Restaurant group co-owner Krishna Botica discusses South East-Asian food being the flavour of the month and the logistics of running a food business.

What does your business do?

We have a few different businesses all under our hospitality group Comensa, all dining experiences, providing food and beverage and an experience of the culture behind the food. We own Cafe Hanoi, Xuxu Dumpling Bar, Saan - Asian-inspired restaurants. We opened Cafe Hanoi in 2010, Xuxu in 2012 and Saan in 2016.

What was the motivation for opening the restaurants?


The first cafe opened when we had an alliance with the then executive chef Jason van Dorsten who had wanted to open a restaurant when he was over in England with us. Then when he came back home we started talking about what we thought was an inspirational idea to get us all going.

It started as a bit of a dream for him, he loved Vietnamese food. We went to Vietnam a couple of times to try to understand the culture so we could reflect that with the products that we can access here. It took us two years to get it off the ground.

We had long waits at Cafe Hanoi and we wanted to control the experience for our customers who were waiting to dine at the restaurant so that is why we bought the bar across the road. It was more of a holding pen for us initially, and we developed it and two years later is when we actually turned it into a dumpling bar. That one wasn't a firing passion from the beginning, it was the desire to manage the experience.

The third outlet was built around one of our chefs who we found out was a very experienced and encyclopedic about Northern Thai food. We didn't actually want to open up a Thai restaurant initially, we thought there were too many Thai restaurants in New Zealand, especially Auckland.

We said "present us with some food so we can get our head around it" and every time he presented food I said "we've never had anything like this before" so we went over to Thailand with him to try to understand the culture behind it and how we were going to create an experience for people.

Why is it important to spend time in the country that a restaurant's food is inspired by?
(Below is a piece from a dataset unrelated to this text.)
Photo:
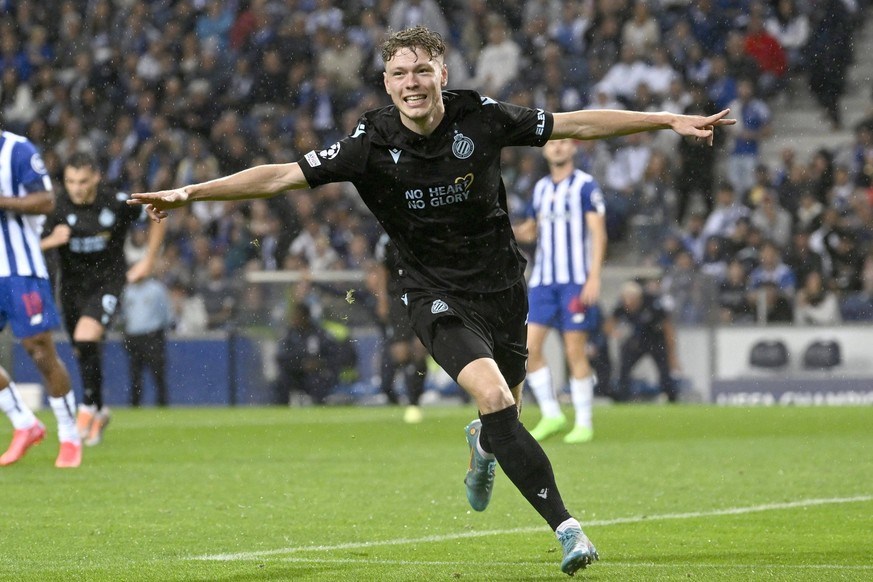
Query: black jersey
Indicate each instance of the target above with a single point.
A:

It's not just about the cuisine, it is about the culture behind it. We do have a belief that food is the cornerstone of culture and you can understand foods to a certain extent but until you actually get over there and understand how it is created and the environment it is presented in, you don't really understand how it works.

Comensa Group's Cafe Hanoi specialises in Vietnamese food. Photo / Cafe Hanoi Facebook
Comensa Group's Cafe Hanoi specialises in Vietnamese food. Photo / Cafe Hanoi Facebook

How long have you been working in the hospitality industry?

I've been in hospitality ever since my first day in a coffee shop when I was 13. Prior to starting Comensa, I was one of the owners of Prego on Ponsonby Rd.


What are the plans and goals for Comensa Group this year?

There are always plans to open other restaurants but we like to take our time. I think we'll always focus on Asian restaurants. I did my 24 years with European food and I'm definitely more passionate about Asian cuisine, now. Asian cuisine is about texture and balance in the palette and doesn't use dairy.

We have quite a big human resources strategy happening. We started a project last year within our team and we're looking very much internally at our ongoing upskilling and training. The diversity of our staff base is quite extraordinary, at any one time we have between 20 and 23 different cultures working, so we want to dig deeper into the special-ness within our teams. Our team is made up of 75 people.

What's the hardest part about running a hospitality business?

Everybody says hospitality has great cashflow potential, which it does, but you do have to pivot very quickly week to week, month to month based on what's happening in your local area, in the wider economy and even trend within the hospitality sector so there's lots of balls to juggle.

You have to look short term, as in next week; what's happening with the roster, what's happening with events round the city, public holidays, whether it's school holidays ... there's lots of things that determine how profitable the business is, you literally have to key your eye on the calendar, and even look back historically. And then there's staying on top of seasonal produce and staying modern.

One business opening up can take a chunk of your revenue depending on how successful they are or the flavour of the month.

What's it like operating in Auckland's hospitality industry?

Auckland's hospitality industry is going gangbusters in terms of its creativity. We have a lot of Australians that come over and they talk to us about how vibrant the Auckland's restaurant scene is. We see ourselves as a very large part of the tourism sector and as one of the drawcards in tourism now.

What advice do you give to others thinking about starting their own business?

Make sure you've got enough energy to sustain the business and make sure that you have your message right - you need to understand what you are trying to do in so much depth and detail that you're living and breathing it.